When I signed up to be an Amma (the maternal title our daughters use for me) one of our girls was freshly 14 and ready for a Quinceñera of her own. Big J stocked her bookshelf with Quinceañeara magazines, a full color scheme of what her 14 Damas (girls) and 14Chambelanes (boys) would wear in the royal court, and even had downloaded on her ipod the Salsa-Merengue-Cumbia-Hip Hop-Reggaeton Melody she planned to dance to. Baby K, who had five years to plan, was also learning what was to come for her Sweet 15. Our weekends were filled with visiting the Pulga (Mexican Flea-Market) in search for the perfect color of yellow taffeta Dama Dresses and Chambelan bow-ties, vests and cumber-buns. Also, we rummaged through various puestos where Mexican vendors sold varieties of home-made pastel-colored centerpieces mounted on mirrors, made of lace, glitter, plastic flowers glistening with acrylic water droplets on their petals, and obnoxiously sequined tiaras. Not only were we looking at purchasing Big J’s Payless pumps but Erika and I were about to embark on planning what started to feel like a mini-wedding! Our opinions of the Quinceañera started to evolve into something else as our wallets began to look smaller and and so did our budgets for the upcoming year. “Quincelandia” might not be all it was cracked up to be. (Adriana Lopez).
One evening, I told Big J that according to tradition, “the Quince rite of passage means you will be ready for motherhood!” The look on her face was priceless as her beautiful brown eyes almost popped out her her head. Her opinion of the traditionalQuinceañera quickly changed. In as far as her eyes could see, her future was a college dorm room and vacations around the world. Big J was not ready to be a mother and I was barely just becoming one after 30! Our non-traditional Lesbian home would soon be creating a new Quince tradition.
After a few family platicas, Erika, Big J, Baby K and I decided that La Quinceañera would trade her over-puffed dress and pastel pumps for a visit to New York City and most importantly the New York Public Library, which I told her had one of the largest book collections in the whole world. Big J reads almost two novels a week and loves all things antique and old. The quiet and dimly lit elegance of the NYPL would replace the elegance she once felt would be present at her “traditional” Quinceañera.

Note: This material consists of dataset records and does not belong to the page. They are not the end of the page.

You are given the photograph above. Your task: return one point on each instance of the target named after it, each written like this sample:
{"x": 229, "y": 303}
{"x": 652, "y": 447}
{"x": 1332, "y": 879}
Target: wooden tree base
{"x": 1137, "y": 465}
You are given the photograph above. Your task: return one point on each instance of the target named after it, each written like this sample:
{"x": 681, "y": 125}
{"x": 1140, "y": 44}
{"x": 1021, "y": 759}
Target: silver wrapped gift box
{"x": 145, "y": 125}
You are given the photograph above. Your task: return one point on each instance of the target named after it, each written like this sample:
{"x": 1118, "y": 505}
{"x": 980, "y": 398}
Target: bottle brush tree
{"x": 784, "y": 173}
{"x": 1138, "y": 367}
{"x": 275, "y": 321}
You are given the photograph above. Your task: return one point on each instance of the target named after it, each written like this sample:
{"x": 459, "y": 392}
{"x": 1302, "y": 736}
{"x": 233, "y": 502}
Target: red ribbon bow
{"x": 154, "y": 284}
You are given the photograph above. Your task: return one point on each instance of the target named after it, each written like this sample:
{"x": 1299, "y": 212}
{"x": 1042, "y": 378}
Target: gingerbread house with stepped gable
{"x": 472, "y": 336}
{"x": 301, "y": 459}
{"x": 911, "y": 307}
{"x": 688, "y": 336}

It is true that as a Lesbiana Amma and Mamì, we are creating our own family traditions and rites of passages. Instead of getting pregnant with a baby at 15, I can definitely say that Big J became impregnated with a larger view of the world and its opportunities available to her. Not only did we go to the breathtaking shelves of the NYPL, we ate cheesecake each night in Little Italy, visited several bookstores, NYU, CUNY, the Museum of Modern Art , and went ice skating in Central Park, but we did it all for as little as the price of renting out a dance hall on the Southside of San Anto!

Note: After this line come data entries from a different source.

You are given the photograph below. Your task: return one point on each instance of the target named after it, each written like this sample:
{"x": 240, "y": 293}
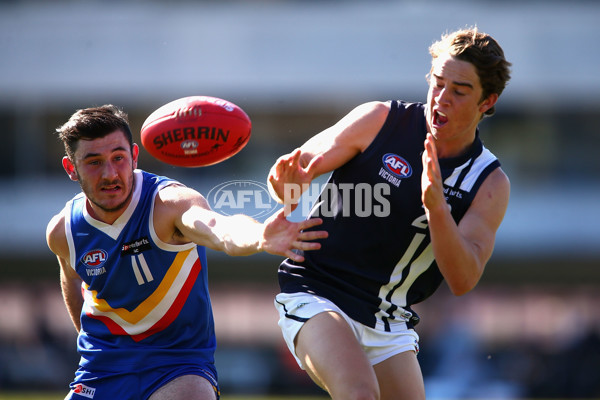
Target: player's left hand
{"x": 282, "y": 236}
{"x": 432, "y": 188}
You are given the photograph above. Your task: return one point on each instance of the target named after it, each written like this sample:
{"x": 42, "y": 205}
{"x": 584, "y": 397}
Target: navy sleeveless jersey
{"x": 378, "y": 259}
{"x": 146, "y": 302}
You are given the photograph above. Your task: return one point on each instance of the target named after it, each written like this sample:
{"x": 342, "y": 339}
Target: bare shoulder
{"x": 56, "y": 237}
{"x": 177, "y": 195}
{"x": 374, "y": 111}
{"x": 493, "y": 196}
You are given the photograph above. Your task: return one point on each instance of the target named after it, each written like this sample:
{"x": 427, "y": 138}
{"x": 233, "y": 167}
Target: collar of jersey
{"x": 114, "y": 230}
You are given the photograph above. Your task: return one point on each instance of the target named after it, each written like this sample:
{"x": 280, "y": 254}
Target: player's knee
{"x": 357, "y": 391}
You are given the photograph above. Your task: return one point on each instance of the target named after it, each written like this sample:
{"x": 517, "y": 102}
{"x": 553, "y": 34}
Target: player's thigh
{"x": 332, "y": 356}
{"x": 400, "y": 377}
{"x": 186, "y": 387}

On our last evening in New York City, Big J walked about 30 paces ahead of us down the escalator into the Metro station. I saw in her step a heavier stance, in her shoulders a higher posture, and in her movement a beautiful grace. WIthout our guidance, she confidently boarded the train and for a moment I imagined her walking down the church isle in the huge white dress she had her eye on when she was still planning the Quinceañera party. The little mirage quickly dissolved and there she was again, a young woman in her trendy skinny jeans and converse walking down the isle of the world. We are happy with our new Quinceañera traditions and our lovely daughter.
Little K is planning her Quinceañera trip for 2014! Vacation!